Hugging Face CEO Clem Delangue called the release “a watershed moment for the ecosystem,” noting that having a well-resourced lab with OpenAI’s safety research infrastructure commit to open weights under this license changes the baseline expectation for what “open” means in AI.
Why Now? The Competitive Logic
OpenAI’s pivot is legible against the backdrop of 2025’s open-model explosion. Meta’s Llama 3.1 405B posted benchmark numbers competitive with GPT-4-era models. Google’s Gemma 2 27B became a popular fine-tuning base. Mistral, Qwen, DeepSeek, and a long tail of open models gave developers credible alternatives to OpenAI’s API. The developer community — historically OpenAI’s most loyal constituency — began migrating inference workloads to open infrastructure that offered more control, lower costs, and no vendor lock-in.
At the same time, OpenAI has been under sustained pressure from regulators, former employees, and the AI safety community over its shift away from its original nonprofit mission. Releasing open-weight models is both a competitive move and a narrative one — a way to reclaim the identity encoded in the company’s own name.
There is also a strategic dimension that goes beyond ideology. OpenAI earns significant revenue from API-layer services: fine-tuning, safety evaluation, the Responses API, and enterprise tooling. Open-weight base models can serve as top-of-funnel for that stack, especially if developers find it easier to fine-tune gpt-oss-120b and then deploy through OpenAI’s managed infrastructure than to operate it themselves.
Benchmark Performance: Competitive, Not Dominant
OpenAI released evaluation results showing gpt-oss-120b outperforming Llama 3.1 405B on MMLU, GPQA-Diamond, and LiveCodeBench, while trading blows with DeepSeek-V3 on several coding benchmarks. Independent evaluations from the Hugging Face Open LLM Leaderboard, posted within hours of the model’s release, broadly confirmed OpenAI’s numbers.
That said, the models land below the company’s own frontier products. gpt-oss-120b is not a match for GPT-4o, let alone o3. OpenAI was explicit about this positioning: these are not distillations of their state-of-the-art systems, but purpose-built open models intended to be genuinely useful and deployable at reasonable cost.
At 3.6B active parameters per token, gpt-oss-20b runs efficiently on a single A100 GPU, and early testers report it handles tool-calling and structured output tasks with notably better reliability than prior open models in its compute class.
The Llama Question
The elephant in the room is Meta. Llama 4 Scout, released just weeks earlier, had established new benchmarks for efficiency-per-parameter in the open ecosystem. OpenAI’s release now gives developers a direct apples-to-apples comparison from a lab with a different safety research methodology and a different fine-tuning philosophy.

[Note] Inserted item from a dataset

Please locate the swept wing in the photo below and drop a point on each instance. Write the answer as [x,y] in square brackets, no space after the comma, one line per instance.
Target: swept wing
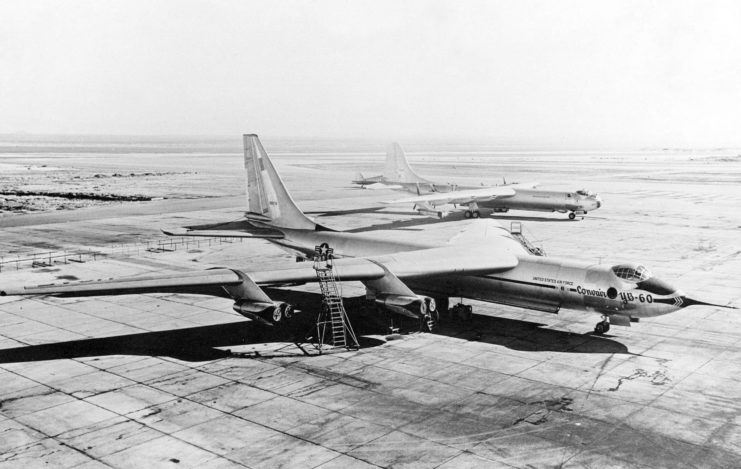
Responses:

The competitive dynamics are moving fast. Both labs have significant reasons to keep open weights flowing: Meta to maintain developer platform relevance independent of its consumer apps, OpenAI to reclaim narrative territory and build top-of-funnel for its API ecosystem. The real beneficiary is the developer community, which now has a richer set of well-maintained, commercially usable models to build on.
What’s Next
OpenAI indicated that multimodal versions — supporting images and audio — are on the roadmap but gave no timeline. The company also hinted at a structured fine-tuning program that would let enterprises submit domain-specific data to receive customized variants, with the resulting models remaining under Apache 2.0 for the fine-tuned weights.
For now, the release validates a view that has been gaining traction across the industry: the frontier of AI capability is gradually separating from the frontier of AI openness, and smart labs can compete on both axes simultaneously without one cannibalizing the other. Whether OpenAI can sustain this commitment — or whether competitive pressure will eventually push it back toward closed weights — is the question worth watching over the next 12 months.